Semana de exaltación del producto autóctono y su modelo de producción, el mundo del caserío, a la que además, en líneas generales, le ha acompañado el tiempo.

Compromiso con la promoción del artículo de casa con el que, un año más, ha lidiado la sociedad Larrun Arri, entidad que tras 25 años centrada en la organización del envite intersociedades, en esta ocasión pasaba a decantarse por una novedosa propuesta a la que denominaba concurso intergeneracional, maestro y aprendiz, conjunción de veteranía y nueva savia en favor de la elaboración de un plato de libre elección, eso sí, al Idiazabal.

Liza a la que, en el comienzo de una nueva campaña, ejerció de entrante, en su vigesimosegunda convocatoria, la cata concurso mejor odolki del Goierri en la que reeditando otro viejo dicho, buen alumno, mejor maestro, se imponía Iñaki Ormazabal, quien ha pasado a hacerse cargo del obrador del beasaindarra de Garin, Julián Mujika, charcutero y carnicero a lo largo de toda su vida, recientemente jubilado. Profesional poco dado a prodigarse en los medios de comunicación que atesora un sensacional palmarés.

Y en el novedoso certamen intergeneracional ante las cazuelas, Josi y Joseba Eskisabel, tío y sobrino, se llevaban el beneplácito del jurado entre las nueve propuestas en liza, por su 'Revuelto de hongos con jamón y guisantes al Idiazabal', plato del que la mesa de paladares entendidos valoró el riesgo.
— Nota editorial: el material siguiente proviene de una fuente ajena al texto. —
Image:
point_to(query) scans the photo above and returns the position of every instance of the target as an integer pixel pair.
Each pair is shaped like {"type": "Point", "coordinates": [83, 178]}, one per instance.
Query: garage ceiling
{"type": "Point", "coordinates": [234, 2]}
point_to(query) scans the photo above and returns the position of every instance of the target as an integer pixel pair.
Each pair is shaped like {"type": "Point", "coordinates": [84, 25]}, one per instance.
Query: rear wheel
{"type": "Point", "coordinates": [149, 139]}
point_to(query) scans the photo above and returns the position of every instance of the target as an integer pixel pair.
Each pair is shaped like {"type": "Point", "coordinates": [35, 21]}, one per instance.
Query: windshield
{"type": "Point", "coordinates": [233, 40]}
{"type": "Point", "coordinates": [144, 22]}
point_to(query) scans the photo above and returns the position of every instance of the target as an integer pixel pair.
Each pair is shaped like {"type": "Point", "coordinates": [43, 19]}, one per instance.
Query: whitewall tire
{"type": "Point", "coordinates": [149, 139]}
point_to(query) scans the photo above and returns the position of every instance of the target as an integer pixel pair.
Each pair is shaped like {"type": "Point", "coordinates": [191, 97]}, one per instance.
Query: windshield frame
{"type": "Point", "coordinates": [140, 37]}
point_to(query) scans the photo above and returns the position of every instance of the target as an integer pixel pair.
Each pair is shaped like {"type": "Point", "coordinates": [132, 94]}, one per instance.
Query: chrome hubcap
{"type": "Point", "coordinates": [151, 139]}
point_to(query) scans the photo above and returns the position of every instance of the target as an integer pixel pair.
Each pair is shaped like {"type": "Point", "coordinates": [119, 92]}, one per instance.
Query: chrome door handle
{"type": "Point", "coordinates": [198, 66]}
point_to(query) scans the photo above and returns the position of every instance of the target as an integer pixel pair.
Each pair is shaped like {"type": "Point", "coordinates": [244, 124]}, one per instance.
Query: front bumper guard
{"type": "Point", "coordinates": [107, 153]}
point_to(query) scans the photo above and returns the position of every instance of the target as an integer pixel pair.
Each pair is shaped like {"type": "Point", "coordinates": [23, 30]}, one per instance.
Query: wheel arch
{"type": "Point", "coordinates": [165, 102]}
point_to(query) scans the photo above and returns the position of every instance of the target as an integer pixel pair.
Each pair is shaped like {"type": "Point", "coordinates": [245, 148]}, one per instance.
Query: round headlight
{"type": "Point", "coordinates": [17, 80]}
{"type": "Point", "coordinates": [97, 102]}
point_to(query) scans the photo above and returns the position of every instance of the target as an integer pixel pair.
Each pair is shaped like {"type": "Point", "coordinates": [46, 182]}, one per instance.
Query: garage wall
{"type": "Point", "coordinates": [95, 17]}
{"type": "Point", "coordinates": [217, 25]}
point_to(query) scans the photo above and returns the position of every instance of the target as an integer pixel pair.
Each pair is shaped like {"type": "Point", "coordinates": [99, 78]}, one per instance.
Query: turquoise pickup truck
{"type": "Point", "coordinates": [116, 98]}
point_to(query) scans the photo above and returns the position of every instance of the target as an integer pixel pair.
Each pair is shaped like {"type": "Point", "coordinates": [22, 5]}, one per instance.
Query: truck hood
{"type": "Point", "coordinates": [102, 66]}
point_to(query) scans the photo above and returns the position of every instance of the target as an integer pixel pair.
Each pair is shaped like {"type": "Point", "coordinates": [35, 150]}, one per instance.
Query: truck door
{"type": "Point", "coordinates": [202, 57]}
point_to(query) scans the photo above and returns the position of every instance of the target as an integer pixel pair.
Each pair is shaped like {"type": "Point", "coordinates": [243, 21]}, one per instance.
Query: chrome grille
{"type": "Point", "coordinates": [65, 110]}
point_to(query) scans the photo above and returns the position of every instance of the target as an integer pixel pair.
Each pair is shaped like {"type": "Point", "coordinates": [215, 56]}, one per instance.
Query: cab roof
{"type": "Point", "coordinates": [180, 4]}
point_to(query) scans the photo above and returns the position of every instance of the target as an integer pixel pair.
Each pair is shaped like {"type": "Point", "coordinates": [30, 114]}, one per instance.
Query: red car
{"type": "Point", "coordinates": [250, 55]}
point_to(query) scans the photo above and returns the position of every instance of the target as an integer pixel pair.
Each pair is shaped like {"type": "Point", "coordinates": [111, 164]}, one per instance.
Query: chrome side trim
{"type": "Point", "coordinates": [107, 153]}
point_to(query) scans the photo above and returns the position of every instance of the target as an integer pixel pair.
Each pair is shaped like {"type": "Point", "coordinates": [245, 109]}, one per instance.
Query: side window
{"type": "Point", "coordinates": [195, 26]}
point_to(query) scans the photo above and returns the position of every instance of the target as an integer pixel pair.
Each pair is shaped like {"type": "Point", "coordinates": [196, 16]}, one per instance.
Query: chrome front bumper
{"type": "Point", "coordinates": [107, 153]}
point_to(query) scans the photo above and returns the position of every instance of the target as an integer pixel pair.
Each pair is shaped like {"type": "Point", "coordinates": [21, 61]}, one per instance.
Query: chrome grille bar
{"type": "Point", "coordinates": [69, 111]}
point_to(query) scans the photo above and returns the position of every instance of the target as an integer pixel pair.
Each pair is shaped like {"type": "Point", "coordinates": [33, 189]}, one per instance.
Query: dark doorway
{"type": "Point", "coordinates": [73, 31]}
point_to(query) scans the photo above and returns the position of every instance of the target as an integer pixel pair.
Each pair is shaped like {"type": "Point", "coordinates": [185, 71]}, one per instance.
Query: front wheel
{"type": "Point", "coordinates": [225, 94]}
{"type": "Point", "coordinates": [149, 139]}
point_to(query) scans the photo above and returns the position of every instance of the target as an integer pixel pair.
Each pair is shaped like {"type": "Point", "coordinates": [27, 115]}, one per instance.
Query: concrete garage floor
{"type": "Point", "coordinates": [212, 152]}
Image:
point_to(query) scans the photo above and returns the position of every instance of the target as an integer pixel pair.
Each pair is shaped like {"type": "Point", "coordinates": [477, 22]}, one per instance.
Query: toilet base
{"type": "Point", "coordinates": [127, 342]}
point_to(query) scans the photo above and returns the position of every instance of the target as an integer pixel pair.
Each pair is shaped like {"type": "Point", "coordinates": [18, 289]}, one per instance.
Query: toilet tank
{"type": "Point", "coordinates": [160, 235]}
Reseña el chef que tras escalfar los guisantes y cortar la cocción con hielo para que adquieran un color verde intenso, se trata de poner, en un pequeño cuenco, una primera capa en la base, de guisantes, sobre ella otra de escamas de jamón ibérico y una tercera de crema de hongos. Más una segunda tanda, es decir, seis finas capas. Como todo está cocinado, meteremos siete minutos al horno el cuenco para calentar.

Aparte, en una araña pondremos una yema de huevo cruda, sobre la que espolvorearemos un poco de pan rallado, sobre la que verter un poquitín de aceite, no muy caliente. Pondremos la yema en el cuenco, espolvorearemos con perejil y sobre la yema, aportaremos una pizca de queso Idiazabal rallado. El cuenco lo acompañamos con tiras de pan horneado (tostado), cortadas en vertical del tamaño de un dedo, y frotadas en queso, más una cucharilla.

«El éxito -afirma Josi Eskisabel-, está en que a la hora de comer, todos los sabores se mezclan. Mi sobrino Joseba, que va a cumplir 17 años, no sólo salseó, se lo pasó pipa, y ha 'amenazado' con preparar la receta en casa».

Jesús Mari Lariz, alma máter de toda actividad festiva en el municipio, insistía en que «las fiestas han salido, muy pero que muy bien». Me quedo con la pena de la romería, en la Plaza, la noche del jueves, víspera de la festividad de la Virgen de Aranzazu, que por lo que fuera no funcionó. En el otro extremo, el 'Sagardo Eguna' nos desbordó.

«Y para que no decaiga», concluye Lariz, «a partir de aquí y hasta que acabe el año, no hay un solo fin de semana libre».